By 1950, after the first Soviet explosion, the decision to try to make the thermonuclear bombs, and in a situation in which it was clear that we had to worry about the adequacy of our armament, just before the Korean War, Bohr wrote an Open Letter to the United Nations. The letter ends; not now only for Heads of State, but for all of us:

The efforts of all supporters of international co-operation, individuals as well as nations, will be needed to create in all countries an opinion to voice, with ever increasing clarity and strength, the demand for an open world.

I cannot tell—perhaps others could tell better, but still not tell—whether early actions along the lines suggested by Bohr would have changed the course of history. There is nothing I know of Stalin and his behavior that gives one any shred of hope on that score. But Bohr advocated this action, hoping that it would create a great change in the situation. He said once in jest, thinking of the quantum theory, “another experimental arrangement.” I think myself that if we had acted wisely, clearly, and discreetly in accordance with his views, at the least we might have been freed of our rather blasphemous sense of omnipotence, of our delusions about the effectiveness of secrecy. We might have turned our society and our life toward a healthier vision of a future worth living for, an increased dedication to knowledge and to truth.

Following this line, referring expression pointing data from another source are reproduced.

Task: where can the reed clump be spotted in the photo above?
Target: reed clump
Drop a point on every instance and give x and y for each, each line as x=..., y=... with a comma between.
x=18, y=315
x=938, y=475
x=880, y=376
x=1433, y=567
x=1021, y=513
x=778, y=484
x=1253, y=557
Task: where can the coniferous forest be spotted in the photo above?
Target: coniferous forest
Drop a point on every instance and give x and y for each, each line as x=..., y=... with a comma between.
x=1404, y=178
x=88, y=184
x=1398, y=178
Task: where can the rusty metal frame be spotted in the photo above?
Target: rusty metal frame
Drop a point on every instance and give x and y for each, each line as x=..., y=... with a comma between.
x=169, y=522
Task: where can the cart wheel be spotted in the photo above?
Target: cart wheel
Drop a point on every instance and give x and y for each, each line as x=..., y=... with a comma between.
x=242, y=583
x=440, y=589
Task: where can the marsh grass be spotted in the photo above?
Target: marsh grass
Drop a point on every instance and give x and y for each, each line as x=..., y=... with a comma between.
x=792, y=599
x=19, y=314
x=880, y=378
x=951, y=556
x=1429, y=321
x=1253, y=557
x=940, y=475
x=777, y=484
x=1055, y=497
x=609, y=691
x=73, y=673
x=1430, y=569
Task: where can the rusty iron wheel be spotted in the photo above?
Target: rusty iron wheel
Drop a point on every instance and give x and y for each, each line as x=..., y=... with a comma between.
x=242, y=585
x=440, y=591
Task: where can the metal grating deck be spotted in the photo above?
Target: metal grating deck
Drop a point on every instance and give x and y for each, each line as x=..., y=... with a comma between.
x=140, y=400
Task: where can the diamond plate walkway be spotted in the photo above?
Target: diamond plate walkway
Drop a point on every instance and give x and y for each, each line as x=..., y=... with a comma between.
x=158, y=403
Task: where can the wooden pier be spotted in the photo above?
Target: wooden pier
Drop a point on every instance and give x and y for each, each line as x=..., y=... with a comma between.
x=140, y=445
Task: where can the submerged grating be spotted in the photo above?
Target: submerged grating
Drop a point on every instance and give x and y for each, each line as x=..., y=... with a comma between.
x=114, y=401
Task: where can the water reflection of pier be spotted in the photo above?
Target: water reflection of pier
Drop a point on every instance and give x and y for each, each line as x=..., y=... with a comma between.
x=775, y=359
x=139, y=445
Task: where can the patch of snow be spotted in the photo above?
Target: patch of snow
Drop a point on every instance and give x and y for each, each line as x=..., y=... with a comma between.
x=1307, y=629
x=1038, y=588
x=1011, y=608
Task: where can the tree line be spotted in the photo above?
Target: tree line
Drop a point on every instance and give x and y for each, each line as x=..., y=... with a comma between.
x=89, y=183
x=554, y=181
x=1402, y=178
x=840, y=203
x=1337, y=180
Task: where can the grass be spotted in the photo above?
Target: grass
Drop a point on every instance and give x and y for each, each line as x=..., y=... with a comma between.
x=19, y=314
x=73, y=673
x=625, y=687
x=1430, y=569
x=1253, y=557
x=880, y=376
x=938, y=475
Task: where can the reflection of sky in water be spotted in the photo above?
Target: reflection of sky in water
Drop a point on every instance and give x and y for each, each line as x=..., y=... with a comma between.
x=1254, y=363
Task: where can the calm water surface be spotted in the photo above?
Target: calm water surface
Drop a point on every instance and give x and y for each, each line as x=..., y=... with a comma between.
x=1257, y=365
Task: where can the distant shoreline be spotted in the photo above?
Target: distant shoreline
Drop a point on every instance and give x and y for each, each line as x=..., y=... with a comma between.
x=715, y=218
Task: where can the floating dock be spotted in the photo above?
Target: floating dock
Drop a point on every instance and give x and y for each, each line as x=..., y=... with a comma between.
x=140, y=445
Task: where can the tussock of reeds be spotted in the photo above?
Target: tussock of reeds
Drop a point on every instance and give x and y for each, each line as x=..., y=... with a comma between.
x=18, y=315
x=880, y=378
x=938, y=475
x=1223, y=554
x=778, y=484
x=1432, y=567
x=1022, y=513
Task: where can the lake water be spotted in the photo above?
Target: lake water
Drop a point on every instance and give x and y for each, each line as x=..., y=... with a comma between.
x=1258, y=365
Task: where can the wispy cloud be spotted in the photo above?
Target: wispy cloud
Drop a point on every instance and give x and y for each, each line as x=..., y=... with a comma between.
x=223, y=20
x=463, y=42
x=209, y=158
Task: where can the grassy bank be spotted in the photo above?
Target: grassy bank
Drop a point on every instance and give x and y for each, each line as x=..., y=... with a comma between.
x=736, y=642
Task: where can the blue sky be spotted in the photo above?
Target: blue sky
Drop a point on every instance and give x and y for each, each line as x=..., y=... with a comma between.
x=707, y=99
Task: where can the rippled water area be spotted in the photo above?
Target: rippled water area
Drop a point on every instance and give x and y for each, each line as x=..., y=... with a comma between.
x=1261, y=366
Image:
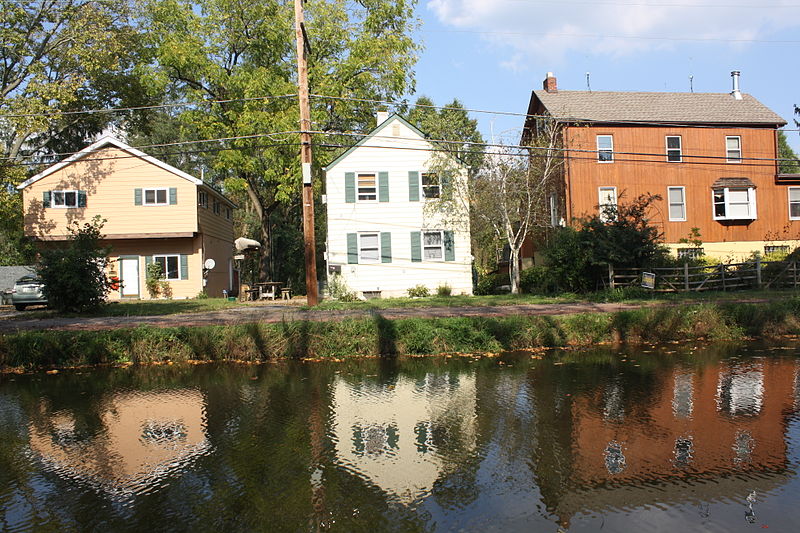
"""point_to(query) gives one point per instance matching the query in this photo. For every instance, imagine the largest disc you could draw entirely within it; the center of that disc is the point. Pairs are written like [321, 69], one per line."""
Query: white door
[129, 276]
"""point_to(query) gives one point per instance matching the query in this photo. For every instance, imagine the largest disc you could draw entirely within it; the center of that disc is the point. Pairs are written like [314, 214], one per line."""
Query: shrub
[74, 274]
[420, 291]
[337, 289]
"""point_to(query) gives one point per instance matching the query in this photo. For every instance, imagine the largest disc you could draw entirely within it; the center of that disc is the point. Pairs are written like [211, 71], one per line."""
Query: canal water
[676, 438]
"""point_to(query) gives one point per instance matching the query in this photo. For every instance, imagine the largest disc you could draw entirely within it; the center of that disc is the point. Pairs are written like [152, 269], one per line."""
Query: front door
[129, 276]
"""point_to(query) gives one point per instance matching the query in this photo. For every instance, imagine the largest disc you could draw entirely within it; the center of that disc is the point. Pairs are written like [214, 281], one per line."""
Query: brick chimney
[549, 83]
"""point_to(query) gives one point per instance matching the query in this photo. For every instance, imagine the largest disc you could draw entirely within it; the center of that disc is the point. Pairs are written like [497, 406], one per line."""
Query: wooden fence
[723, 277]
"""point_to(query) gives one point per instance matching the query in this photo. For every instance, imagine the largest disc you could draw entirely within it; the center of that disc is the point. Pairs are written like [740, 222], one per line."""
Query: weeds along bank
[378, 336]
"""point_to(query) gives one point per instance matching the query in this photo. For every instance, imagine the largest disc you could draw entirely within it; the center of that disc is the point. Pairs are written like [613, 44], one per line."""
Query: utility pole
[312, 296]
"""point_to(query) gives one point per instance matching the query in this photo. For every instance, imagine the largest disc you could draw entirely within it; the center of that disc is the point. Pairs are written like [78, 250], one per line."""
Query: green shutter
[416, 247]
[386, 247]
[352, 248]
[413, 186]
[350, 187]
[184, 266]
[383, 186]
[449, 246]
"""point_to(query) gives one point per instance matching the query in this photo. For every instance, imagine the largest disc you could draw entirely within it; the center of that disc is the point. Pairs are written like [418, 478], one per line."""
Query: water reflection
[578, 441]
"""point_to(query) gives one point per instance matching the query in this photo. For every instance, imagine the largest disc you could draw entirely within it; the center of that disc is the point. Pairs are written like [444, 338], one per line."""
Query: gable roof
[102, 143]
[373, 133]
[676, 108]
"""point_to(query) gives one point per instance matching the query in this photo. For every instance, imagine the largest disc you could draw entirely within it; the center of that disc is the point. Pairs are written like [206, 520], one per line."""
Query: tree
[241, 56]
[788, 159]
[74, 274]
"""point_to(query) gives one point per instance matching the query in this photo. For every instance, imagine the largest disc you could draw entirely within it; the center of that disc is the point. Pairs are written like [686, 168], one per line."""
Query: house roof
[677, 108]
[373, 133]
[102, 143]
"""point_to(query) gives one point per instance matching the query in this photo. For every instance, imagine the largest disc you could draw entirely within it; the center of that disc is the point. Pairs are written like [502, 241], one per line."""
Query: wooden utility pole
[312, 296]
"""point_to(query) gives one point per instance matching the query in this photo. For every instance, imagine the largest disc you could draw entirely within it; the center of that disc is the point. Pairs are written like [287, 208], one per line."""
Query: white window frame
[166, 265]
[359, 194]
[422, 185]
[155, 197]
[361, 258]
[64, 193]
[601, 204]
[728, 151]
[670, 203]
[440, 247]
[789, 194]
[609, 151]
[751, 201]
[679, 149]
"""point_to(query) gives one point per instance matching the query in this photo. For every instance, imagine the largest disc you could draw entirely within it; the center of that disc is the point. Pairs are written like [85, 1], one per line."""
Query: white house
[381, 239]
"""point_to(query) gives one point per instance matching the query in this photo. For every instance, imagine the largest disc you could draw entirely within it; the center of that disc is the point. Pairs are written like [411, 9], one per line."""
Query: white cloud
[549, 29]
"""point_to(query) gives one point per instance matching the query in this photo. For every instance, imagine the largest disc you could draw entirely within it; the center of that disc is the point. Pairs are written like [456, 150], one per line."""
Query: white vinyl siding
[676, 196]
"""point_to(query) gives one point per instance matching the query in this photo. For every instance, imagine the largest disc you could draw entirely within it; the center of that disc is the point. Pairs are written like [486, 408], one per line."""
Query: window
[432, 246]
[65, 199]
[155, 197]
[605, 148]
[734, 203]
[368, 248]
[367, 188]
[677, 203]
[607, 201]
[674, 149]
[733, 149]
[430, 185]
[170, 266]
[794, 203]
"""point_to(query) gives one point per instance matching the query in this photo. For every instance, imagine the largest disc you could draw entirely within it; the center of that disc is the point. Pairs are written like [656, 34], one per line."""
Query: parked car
[28, 291]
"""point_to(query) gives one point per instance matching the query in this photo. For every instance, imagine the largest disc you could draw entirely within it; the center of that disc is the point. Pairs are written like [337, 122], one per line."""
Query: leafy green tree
[74, 274]
[241, 56]
[789, 163]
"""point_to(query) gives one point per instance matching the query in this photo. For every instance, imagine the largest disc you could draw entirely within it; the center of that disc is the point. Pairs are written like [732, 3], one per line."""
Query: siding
[398, 216]
[110, 176]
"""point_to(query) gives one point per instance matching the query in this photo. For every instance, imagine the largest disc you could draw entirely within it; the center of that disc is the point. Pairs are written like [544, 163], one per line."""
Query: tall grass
[378, 336]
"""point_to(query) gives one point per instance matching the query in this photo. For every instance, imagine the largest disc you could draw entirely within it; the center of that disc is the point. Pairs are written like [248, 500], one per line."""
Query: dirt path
[267, 314]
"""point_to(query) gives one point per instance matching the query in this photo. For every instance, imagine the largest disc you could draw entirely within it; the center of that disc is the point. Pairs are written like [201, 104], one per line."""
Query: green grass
[378, 336]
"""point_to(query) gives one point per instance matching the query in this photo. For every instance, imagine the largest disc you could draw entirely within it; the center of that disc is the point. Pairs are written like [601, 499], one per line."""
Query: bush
[337, 289]
[420, 291]
[74, 274]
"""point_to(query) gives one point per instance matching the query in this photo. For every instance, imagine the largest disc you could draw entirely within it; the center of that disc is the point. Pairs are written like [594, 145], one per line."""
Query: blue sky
[490, 54]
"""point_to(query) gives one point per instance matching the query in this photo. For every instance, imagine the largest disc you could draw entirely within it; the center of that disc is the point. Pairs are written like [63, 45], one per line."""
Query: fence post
[758, 272]
[686, 276]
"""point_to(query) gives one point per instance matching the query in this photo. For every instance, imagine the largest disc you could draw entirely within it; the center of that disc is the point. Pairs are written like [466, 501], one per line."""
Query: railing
[723, 277]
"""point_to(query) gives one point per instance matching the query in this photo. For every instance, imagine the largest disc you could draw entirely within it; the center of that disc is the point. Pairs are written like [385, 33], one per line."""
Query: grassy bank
[379, 336]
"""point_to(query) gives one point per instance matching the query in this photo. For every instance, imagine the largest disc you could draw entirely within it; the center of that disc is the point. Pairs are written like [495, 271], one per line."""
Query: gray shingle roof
[678, 108]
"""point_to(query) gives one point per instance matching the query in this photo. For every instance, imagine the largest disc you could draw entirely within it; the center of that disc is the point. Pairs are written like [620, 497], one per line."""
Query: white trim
[605, 150]
[789, 195]
[727, 159]
[100, 143]
[680, 148]
[669, 203]
[156, 203]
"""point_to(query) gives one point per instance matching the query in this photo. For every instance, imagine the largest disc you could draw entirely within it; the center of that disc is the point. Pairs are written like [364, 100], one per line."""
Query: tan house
[153, 211]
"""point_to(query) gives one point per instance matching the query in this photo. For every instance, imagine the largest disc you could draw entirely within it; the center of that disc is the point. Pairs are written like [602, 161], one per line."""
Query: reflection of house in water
[715, 433]
[137, 439]
[397, 436]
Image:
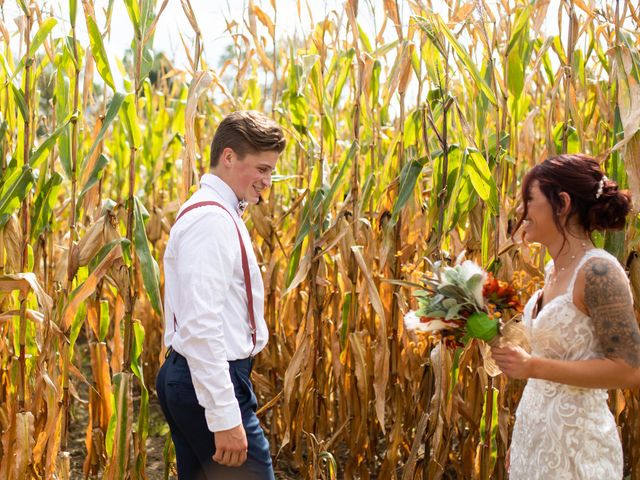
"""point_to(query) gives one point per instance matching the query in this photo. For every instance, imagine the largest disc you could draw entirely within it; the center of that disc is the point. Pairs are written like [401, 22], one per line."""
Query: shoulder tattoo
[608, 300]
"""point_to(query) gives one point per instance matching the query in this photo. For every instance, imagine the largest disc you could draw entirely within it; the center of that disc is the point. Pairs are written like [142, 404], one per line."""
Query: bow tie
[242, 206]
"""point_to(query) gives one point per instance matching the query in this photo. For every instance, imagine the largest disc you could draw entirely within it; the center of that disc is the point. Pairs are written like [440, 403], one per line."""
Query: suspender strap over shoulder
[245, 266]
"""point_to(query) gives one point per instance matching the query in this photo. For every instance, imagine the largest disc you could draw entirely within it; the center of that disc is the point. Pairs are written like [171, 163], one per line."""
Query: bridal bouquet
[465, 302]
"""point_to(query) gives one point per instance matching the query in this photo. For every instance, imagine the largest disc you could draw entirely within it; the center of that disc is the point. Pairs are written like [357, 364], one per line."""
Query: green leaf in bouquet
[479, 325]
[451, 275]
[422, 294]
[453, 312]
[449, 302]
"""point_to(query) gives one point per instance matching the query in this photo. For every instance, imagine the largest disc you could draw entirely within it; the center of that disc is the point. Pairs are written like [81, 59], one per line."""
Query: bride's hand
[513, 361]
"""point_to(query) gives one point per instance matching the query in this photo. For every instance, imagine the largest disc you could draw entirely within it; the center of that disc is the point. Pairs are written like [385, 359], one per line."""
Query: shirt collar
[224, 191]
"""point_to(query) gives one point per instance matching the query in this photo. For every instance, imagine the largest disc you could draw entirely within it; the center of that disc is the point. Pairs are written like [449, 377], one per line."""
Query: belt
[241, 363]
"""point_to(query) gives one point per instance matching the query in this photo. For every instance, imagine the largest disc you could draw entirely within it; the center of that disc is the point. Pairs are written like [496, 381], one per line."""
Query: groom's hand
[231, 446]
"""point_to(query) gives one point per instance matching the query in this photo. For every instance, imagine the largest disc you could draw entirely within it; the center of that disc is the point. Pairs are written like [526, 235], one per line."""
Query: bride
[584, 333]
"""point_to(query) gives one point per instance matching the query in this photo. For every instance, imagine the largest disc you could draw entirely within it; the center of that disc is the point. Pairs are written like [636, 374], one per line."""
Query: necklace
[556, 272]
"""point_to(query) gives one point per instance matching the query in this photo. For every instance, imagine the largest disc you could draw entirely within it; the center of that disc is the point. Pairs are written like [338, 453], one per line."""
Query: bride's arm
[603, 291]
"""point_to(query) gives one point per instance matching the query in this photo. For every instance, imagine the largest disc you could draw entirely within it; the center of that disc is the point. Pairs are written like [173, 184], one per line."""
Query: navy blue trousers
[194, 442]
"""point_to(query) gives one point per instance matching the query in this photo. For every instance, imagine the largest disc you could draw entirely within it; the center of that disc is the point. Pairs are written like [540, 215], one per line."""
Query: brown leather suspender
[245, 267]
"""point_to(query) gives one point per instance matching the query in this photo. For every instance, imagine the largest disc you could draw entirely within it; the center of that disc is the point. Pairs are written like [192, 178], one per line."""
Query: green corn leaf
[408, 178]
[45, 147]
[112, 112]
[94, 176]
[134, 16]
[343, 74]
[104, 320]
[338, 180]
[130, 121]
[36, 42]
[150, 271]
[44, 204]
[73, 12]
[23, 6]
[466, 59]
[480, 176]
[41, 35]
[14, 192]
[99, 52]
[20, 101]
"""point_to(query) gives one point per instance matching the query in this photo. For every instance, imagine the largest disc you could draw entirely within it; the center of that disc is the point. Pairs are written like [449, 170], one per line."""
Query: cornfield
[406, 141]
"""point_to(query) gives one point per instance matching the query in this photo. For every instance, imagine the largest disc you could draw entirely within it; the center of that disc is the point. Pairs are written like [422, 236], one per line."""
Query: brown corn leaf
[24, 425]
[88, 287]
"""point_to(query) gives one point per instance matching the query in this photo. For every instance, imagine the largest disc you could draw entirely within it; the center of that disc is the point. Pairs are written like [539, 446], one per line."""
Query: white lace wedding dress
[564, 432]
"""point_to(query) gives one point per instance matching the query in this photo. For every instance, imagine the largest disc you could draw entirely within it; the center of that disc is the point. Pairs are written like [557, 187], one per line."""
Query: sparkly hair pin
[601, 186]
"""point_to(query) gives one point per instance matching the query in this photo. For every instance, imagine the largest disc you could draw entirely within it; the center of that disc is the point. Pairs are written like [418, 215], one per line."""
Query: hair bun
[610, 210]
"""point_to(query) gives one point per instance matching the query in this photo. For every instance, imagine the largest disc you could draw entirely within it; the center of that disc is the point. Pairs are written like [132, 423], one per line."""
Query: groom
[214, 310]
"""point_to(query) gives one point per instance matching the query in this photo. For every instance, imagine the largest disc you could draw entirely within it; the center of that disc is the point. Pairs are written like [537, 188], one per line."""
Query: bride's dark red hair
[579, 176]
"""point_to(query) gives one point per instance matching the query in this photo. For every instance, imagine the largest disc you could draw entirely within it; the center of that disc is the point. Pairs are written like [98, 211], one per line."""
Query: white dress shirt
[204, 288]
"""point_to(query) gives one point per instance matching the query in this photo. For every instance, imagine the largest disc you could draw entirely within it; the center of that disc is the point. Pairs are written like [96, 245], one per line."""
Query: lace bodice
[561, 431]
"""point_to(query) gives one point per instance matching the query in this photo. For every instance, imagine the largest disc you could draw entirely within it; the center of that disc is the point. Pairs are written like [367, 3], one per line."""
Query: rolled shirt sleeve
[207, 250]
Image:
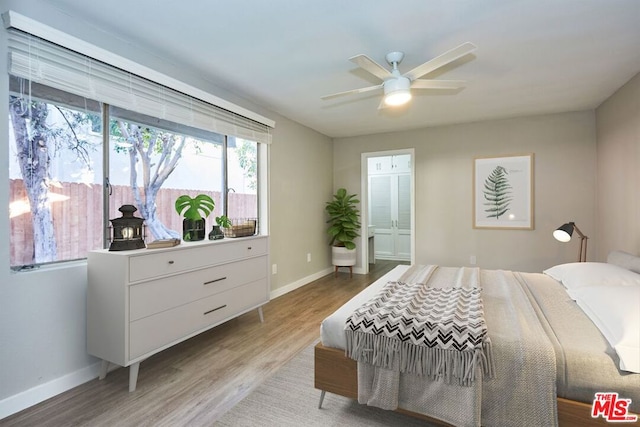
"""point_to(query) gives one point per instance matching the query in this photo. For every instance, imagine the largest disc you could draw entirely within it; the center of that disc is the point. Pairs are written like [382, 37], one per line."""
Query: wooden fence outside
[79, 232]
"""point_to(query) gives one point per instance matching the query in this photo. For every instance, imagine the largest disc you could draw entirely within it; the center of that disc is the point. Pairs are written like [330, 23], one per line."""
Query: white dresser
[143, 301]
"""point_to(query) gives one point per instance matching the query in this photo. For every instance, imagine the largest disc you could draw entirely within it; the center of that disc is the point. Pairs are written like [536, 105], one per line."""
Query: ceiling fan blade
[368, 64]
[437, 84]
[442, 60]
[353, 91]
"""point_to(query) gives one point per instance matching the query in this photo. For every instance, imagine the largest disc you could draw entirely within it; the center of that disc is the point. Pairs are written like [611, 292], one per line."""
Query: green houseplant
[194, 210]
[344, 224]
[222, 222]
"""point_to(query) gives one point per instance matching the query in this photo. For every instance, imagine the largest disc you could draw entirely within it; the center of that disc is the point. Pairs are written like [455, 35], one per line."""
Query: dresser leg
[133, 376]
[104, 368]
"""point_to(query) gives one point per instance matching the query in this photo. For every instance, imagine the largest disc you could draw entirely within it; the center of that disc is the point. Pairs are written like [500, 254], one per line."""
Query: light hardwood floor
[195, 382]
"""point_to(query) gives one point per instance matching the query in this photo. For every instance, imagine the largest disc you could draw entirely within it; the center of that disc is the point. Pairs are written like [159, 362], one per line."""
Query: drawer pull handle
[215, 309]
[215, 280]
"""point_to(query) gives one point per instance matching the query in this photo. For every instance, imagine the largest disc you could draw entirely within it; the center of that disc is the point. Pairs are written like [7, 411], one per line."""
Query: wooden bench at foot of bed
[336, 373]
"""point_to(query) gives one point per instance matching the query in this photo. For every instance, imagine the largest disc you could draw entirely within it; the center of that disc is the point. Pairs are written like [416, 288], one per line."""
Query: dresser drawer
[185, 257]
[148, 298]
[171, 326]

With the development of the arms race and the intensification, the bitterness of the cold war, the multimegaton warheads and rockets, Bohr concentrated more and more on what he knew he could do, on international co-operation in science, on good communication, on good will. He tended his own Institute of Theoretical Physics and the little Scandinavian institute called Nordita, both housed together in Copenhagen. He spoke at the first Atoms for Peace Conference, which marked a beginning of the erosion of formidable barriers to communication. He played a most helpful part, not only in establishing the European nuclear research center, CERN, near Geneva, but in protecting it from the provincialism of The Six, and of Euratom, and from the military preoccupation of NATO. In October, 1962 he recorded the first five interviews of what were to be a history of atomic theory. On the 18th of November he died, the retrospect incomplete.

Bohr often spoke with deep appreciation of mortality: mortality that makes it possible that what we have learned, what has proved itself, be transmitted to the next generations. On November 18th, as Bohr died, his son Aage was returning with his wife from a month in China, where he had lectured on nuclear structure.

It was much earlier, in late September 1945, that Colonel Stimson left Washington for good. He was no longer young, nor well. On that day he had a cabinet meeting where he would once again, in final and eloquent terms, advocate, now very belatedly, an open, friendly approach to Russia on the problems of the atom. Later in the day General Marshall planned to have every general officer in Washington out on the runway to salute and say goodbye to their chief. For all this, Colonel Stimson had to have his hair trimmed. He asked me to sit with him when he was in the barber’s chair. When it was time to go, he said, “Now it is in your hands.” Bohr never said that. He did not need to.